Edited by Rosie Bsheer and John Warner
Despite the sophisticated, critical, and oft-politically engaged literature emerging from and about the Arabian Peninsula, the region remains marginalized, in multiple ways, within academic and popular analyses. Theorizing the Arabian Peninsula addresses the ways in which frameworks of knowledge production have not only obscured social realities there, but also contributed to their construction. While our roundtable contributors approach this project from a number of different disciplinary perspectives and theoretical standpoints, several key themes surface from their critical engagements. Rethinking the relationship between oil and politics emerges as perhaps the preeminent concern, with rentier state theory coming under sustained critique. Adam Hanieh points out that this paradigm's “methodological nationalism” obscures the fundamental ways in which national oil wealth depends upon a global capitalist labor market. Toby Jones argues that the political struggles over the past several years make it abundantly clear that its inherent assumptions about distributive wealth and political apathy are severely misplaced. Neha Vora turns our attention to the interconnected forms of governance, both liberal and illiberal, that operate in “ethnocratic” societies by comparing Southern California and the Gulf states. The aspirational politics and social imaginaries of Yemeni Socotrans in Nathalie Peutz's piece, oriented as they are towards the cities of the Gulf rather than Aden or Sanaa, seem to insist upon a peninsular perspective, rather than one constrained by symbolic and material national boundaries.

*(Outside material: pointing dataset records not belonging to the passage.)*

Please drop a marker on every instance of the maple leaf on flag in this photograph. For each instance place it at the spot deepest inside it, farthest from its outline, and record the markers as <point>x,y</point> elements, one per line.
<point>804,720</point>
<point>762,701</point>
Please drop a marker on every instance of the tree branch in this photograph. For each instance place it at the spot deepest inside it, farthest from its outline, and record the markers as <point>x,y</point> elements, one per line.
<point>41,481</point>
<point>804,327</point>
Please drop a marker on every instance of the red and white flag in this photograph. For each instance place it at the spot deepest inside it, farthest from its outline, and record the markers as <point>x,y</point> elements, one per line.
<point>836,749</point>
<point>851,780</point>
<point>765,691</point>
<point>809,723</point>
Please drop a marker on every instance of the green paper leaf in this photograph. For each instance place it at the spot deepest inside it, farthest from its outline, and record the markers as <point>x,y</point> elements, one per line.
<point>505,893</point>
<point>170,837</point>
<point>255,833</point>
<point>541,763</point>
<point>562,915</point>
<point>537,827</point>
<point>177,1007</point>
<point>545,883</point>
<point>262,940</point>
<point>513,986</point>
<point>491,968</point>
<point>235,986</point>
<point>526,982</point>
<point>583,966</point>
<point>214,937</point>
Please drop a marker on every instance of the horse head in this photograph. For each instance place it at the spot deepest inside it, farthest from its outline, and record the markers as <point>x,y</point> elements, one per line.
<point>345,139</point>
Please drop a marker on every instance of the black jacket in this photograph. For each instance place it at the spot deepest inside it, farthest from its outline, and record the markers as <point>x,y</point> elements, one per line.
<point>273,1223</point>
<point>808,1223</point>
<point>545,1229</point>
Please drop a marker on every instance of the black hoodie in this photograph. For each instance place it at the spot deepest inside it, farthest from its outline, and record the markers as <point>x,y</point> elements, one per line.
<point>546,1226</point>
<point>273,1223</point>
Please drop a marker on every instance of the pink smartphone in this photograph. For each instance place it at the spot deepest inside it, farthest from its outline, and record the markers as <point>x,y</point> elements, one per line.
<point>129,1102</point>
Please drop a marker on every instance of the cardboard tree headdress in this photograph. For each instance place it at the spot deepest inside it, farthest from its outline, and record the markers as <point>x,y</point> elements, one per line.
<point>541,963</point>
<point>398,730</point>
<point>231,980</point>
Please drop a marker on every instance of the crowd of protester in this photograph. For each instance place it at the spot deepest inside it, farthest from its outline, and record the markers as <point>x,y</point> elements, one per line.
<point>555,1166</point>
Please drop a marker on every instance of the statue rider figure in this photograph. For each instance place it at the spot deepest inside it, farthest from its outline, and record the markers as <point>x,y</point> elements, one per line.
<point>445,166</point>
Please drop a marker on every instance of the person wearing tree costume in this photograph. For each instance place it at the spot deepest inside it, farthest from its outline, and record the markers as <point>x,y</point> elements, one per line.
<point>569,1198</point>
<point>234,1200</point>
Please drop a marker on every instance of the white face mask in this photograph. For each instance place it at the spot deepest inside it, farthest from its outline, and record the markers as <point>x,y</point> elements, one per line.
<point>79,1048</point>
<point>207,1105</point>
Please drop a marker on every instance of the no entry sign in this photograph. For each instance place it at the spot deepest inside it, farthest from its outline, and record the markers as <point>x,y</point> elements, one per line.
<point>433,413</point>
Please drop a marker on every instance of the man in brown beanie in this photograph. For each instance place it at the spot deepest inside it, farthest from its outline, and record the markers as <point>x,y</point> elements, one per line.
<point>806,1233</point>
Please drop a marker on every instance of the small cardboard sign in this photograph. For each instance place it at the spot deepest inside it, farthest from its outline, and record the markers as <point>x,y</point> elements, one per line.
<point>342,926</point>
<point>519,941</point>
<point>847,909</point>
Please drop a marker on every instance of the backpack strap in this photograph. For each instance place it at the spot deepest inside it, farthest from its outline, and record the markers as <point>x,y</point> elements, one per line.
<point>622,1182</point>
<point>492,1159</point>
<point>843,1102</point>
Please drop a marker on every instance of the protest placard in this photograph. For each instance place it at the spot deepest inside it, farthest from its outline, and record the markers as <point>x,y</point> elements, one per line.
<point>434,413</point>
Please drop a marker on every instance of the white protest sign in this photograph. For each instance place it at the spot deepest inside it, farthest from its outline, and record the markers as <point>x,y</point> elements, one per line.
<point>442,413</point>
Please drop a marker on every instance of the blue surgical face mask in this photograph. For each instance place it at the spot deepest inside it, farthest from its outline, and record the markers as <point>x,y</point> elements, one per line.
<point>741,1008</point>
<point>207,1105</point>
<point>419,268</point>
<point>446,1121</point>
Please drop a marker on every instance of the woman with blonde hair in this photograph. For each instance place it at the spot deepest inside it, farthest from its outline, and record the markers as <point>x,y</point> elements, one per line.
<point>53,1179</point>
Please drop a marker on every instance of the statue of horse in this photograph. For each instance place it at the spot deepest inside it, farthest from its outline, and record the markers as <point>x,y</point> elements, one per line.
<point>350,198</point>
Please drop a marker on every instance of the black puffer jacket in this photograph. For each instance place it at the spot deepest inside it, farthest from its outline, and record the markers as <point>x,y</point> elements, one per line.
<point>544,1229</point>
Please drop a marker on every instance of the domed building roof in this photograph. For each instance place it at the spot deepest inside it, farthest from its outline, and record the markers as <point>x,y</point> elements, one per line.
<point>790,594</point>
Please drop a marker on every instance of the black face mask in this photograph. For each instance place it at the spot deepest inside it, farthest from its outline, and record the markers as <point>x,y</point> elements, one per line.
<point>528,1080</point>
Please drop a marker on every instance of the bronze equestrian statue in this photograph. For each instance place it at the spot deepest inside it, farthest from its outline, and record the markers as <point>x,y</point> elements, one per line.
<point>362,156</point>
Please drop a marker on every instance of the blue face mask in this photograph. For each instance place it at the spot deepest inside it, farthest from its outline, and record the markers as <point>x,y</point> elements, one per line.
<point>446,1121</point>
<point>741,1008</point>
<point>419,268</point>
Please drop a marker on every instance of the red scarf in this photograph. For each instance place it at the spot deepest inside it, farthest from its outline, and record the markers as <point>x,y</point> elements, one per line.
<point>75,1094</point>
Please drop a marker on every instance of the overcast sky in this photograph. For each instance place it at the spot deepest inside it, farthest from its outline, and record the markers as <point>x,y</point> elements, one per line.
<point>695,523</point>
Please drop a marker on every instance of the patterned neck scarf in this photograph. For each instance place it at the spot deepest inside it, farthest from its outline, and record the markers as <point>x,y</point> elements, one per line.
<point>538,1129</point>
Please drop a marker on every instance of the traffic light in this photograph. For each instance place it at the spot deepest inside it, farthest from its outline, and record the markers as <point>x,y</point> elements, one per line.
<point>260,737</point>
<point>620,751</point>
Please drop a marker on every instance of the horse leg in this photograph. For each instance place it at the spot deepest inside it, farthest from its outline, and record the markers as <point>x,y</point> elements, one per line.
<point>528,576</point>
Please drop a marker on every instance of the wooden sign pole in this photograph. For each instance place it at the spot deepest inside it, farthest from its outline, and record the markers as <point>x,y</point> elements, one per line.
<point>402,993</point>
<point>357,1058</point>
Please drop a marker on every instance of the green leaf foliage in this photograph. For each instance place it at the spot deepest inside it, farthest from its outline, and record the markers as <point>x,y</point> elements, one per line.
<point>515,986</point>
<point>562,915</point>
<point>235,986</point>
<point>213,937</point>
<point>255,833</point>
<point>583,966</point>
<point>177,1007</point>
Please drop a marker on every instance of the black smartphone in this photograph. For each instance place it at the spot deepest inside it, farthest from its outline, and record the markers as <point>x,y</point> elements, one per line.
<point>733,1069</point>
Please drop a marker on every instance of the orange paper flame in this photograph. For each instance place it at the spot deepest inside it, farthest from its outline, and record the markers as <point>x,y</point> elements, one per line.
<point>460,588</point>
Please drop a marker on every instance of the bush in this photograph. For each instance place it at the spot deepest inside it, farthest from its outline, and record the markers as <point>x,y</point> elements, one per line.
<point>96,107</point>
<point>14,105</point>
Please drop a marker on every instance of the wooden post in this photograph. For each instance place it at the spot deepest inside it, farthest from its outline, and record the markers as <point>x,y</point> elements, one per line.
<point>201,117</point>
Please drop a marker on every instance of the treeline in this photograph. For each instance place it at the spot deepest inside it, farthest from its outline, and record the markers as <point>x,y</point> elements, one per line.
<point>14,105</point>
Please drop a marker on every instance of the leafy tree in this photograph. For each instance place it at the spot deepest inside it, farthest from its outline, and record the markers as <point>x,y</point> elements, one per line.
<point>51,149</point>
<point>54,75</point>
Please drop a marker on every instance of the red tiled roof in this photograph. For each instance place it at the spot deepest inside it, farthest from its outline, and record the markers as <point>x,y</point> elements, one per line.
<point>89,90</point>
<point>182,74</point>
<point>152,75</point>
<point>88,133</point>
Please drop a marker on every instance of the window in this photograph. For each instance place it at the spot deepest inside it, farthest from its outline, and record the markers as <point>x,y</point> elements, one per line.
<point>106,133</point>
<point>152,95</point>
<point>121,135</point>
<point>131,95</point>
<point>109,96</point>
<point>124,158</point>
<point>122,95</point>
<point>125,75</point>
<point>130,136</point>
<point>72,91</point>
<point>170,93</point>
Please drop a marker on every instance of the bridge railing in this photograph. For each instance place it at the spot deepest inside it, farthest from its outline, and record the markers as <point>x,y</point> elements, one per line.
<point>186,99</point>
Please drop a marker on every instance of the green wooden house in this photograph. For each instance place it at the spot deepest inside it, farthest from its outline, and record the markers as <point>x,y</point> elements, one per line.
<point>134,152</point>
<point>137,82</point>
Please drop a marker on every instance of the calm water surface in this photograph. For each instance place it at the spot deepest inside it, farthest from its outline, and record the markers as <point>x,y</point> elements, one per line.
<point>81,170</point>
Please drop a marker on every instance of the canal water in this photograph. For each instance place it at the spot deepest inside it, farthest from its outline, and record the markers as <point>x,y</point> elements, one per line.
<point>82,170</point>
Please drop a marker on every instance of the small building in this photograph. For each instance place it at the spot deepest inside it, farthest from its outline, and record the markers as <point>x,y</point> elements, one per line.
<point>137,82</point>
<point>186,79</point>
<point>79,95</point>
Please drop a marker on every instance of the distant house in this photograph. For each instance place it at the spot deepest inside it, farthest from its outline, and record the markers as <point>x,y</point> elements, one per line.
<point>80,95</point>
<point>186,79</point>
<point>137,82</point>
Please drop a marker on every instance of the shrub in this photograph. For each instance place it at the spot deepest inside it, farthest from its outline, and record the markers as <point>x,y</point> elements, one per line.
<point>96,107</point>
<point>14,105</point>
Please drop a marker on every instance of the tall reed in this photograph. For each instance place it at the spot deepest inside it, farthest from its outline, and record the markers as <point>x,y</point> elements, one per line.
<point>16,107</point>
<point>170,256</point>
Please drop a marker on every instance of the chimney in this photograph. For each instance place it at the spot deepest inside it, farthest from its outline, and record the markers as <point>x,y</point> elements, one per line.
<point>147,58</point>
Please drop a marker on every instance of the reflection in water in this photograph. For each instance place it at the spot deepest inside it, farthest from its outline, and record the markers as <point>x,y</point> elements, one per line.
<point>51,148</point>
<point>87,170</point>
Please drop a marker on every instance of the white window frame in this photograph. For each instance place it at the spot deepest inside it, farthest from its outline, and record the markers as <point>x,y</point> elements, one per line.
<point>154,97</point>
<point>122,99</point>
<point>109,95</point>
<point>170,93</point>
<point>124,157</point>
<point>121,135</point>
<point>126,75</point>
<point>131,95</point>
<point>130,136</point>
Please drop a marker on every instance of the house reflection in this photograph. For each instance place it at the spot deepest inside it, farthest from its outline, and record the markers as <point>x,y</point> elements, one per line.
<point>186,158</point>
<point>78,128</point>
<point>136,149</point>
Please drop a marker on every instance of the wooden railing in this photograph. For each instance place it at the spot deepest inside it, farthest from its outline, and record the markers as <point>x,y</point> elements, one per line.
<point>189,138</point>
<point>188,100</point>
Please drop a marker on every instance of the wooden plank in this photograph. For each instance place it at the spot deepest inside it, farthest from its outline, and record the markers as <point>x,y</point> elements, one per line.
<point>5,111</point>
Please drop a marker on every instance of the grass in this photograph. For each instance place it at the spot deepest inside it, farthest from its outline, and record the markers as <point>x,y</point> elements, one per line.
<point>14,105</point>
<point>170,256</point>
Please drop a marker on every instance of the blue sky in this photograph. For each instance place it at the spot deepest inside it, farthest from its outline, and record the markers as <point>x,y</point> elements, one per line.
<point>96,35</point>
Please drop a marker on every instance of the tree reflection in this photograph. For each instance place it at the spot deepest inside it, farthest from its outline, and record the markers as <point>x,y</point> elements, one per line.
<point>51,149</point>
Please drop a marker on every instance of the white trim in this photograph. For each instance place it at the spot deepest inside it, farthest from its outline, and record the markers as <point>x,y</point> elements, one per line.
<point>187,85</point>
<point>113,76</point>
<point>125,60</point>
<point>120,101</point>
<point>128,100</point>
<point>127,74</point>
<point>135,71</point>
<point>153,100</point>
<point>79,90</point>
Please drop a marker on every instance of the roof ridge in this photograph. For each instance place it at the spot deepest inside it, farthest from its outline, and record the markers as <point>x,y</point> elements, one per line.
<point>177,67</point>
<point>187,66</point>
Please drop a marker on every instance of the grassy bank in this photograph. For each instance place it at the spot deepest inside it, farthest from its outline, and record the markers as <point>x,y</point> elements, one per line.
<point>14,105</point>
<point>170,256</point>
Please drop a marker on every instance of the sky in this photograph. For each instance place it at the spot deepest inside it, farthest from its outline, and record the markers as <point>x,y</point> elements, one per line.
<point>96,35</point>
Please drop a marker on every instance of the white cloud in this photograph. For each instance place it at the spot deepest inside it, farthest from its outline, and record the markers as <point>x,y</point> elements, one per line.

John Willis's focus on space as an analytic that problematizes both state and nation as the terminal loci of history helps us understand the ways in which conceptual objects such as “nation,” “tribe,” and “the Middle East” are generated at different historical junctures. Madawi Al-Rasheed’s piece disentangles the imperatives of petroleum development from historiography by attending not only to more complex local, regional, and transnational lived realities, but also to the ways in which oil wealth and authoritarian practices work to delimit those representations. Ahmed Kanna, employing a different but complimentary approach, addresses the banal technologies that mediate spatial imaginations, such as the map, as vectors through which to discern the material effects of such everyday practices. In confronting the work that knowledge production does in the creation of structures of political domination and economic exploitation, we must remain attentive to the historical processes by which the “Middle East” has been constructed as a conceptual object of European and US imperialism and Cold War politics. The challenge for us, here, is to reconceptualize our objects of analysis to illuminate these power relations and the multiple ways in which they have effected far-reaching transformations of the political, cultural, and material infrastructures of everyday life in the Arabian Peninsula. Approaching knowledge, space, identity, economy, and the political as contested and historically constituted—as the contributors to this roundtable urge us to—thus serves to relocate the peninsula within broader circuits of power, capital, labor, migration, and religion, from which they have long been analytically severed.